A number of instruments, captioned "Safekeeping Receipts," that altogether total a sum in excess of two billion US Dollars ($2bn), are being represented, by certain parties in Miami, to be genuine financial instruments issued by Banco Industrial de Venezuela, a government-owned financial institution, and are being represented as redeemable in Venezuela, at their respective large face values. You can see one of them below; they were made available to me for the sole purpose of ascertaining whether they are legitimate. I conclude that they are fraudulent documents, rife with defects and flaws, and are not legal obligations of the Banco Industrial de Venezuela.
The trouble with the documents:
(1) The document is written in English, notwithstanding that Spanish is the language required on all official documents in the Bolivarian Republic of Venezuela; First Red Flag.
(2) The grammar, punctuation and spelling are abysmal; I suspect that it was translated from the original, but whoever performed the translation was not a native English speaker; Second Red Flag.
(3) They have all expired, which leads the reader to conclude that, even if they were, by some stretch of the imagination, legitimate, they are no longer valid and enforceable; Third Red Flag.
(4) Note that one of the purported signatories, Maria de Los Angeles Gonzalez, was charged, in the US, with receiving bribes, to direct business to a specific company. Fourth Red Flag.
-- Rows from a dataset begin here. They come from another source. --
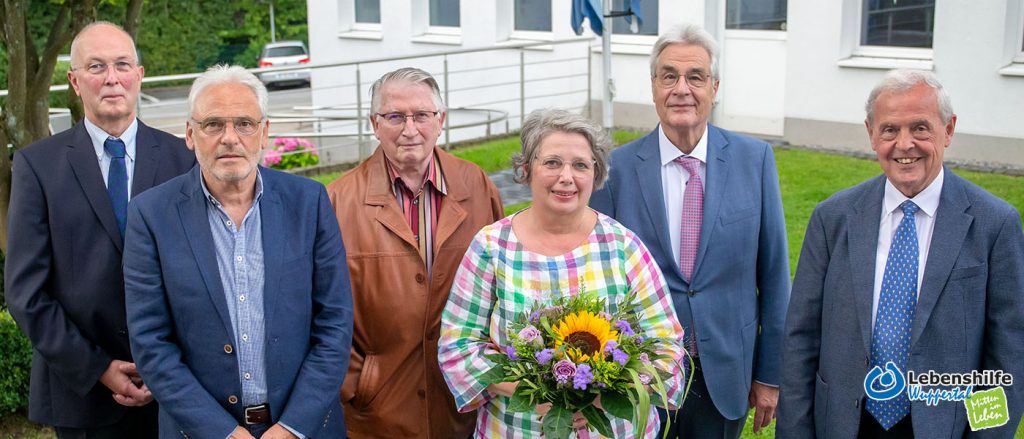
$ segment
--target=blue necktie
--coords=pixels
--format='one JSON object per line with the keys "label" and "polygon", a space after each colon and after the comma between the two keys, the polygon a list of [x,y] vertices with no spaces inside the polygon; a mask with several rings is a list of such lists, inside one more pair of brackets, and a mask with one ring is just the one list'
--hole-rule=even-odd
{"label": "blue necktie", "polygon": [[[871,337],[871,364],[885,369],[889,361],[906,373],[910,356],[910,328],[917,308],[917,226],[914,213],[919,209],[913,201],[900,205],[903,220],[896,228],[889,257],[882,275],[882,290],[878,295],[878,312]],[[910,413],[907,393],[878,401],[867,400],[867,410],[886,430],[892,428]]]}
{"label": "blue necktie", "polygon": [[114,205],[114,217],[117,218],[121,239],[124,239],[124,223],[128,219],[128,168],[124,163],[124,142],[111,137],[103,142],[103,149],[110,154],[107,194]]}

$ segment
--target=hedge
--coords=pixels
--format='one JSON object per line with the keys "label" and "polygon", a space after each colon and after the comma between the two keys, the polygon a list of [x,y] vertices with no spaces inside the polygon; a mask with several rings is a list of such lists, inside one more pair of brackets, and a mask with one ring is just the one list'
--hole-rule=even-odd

These "instruments" are obviously worthless, and it is hoped that no private investors in America have purchased an interest in them, for any attempt to redeem them would not only be fruitless, but could very well result in the applicant's arrest and incarceration in Venezuela, on criminal charges, for seeking to defraud a government financial institution. Fraudsters in possession of these bogus documents could also seek to post them as collateral, and obtain loans from US banks, or private lenders, so I am posting all the copies in this article for your information, directing special attention to compliance officers at banks in South Florida.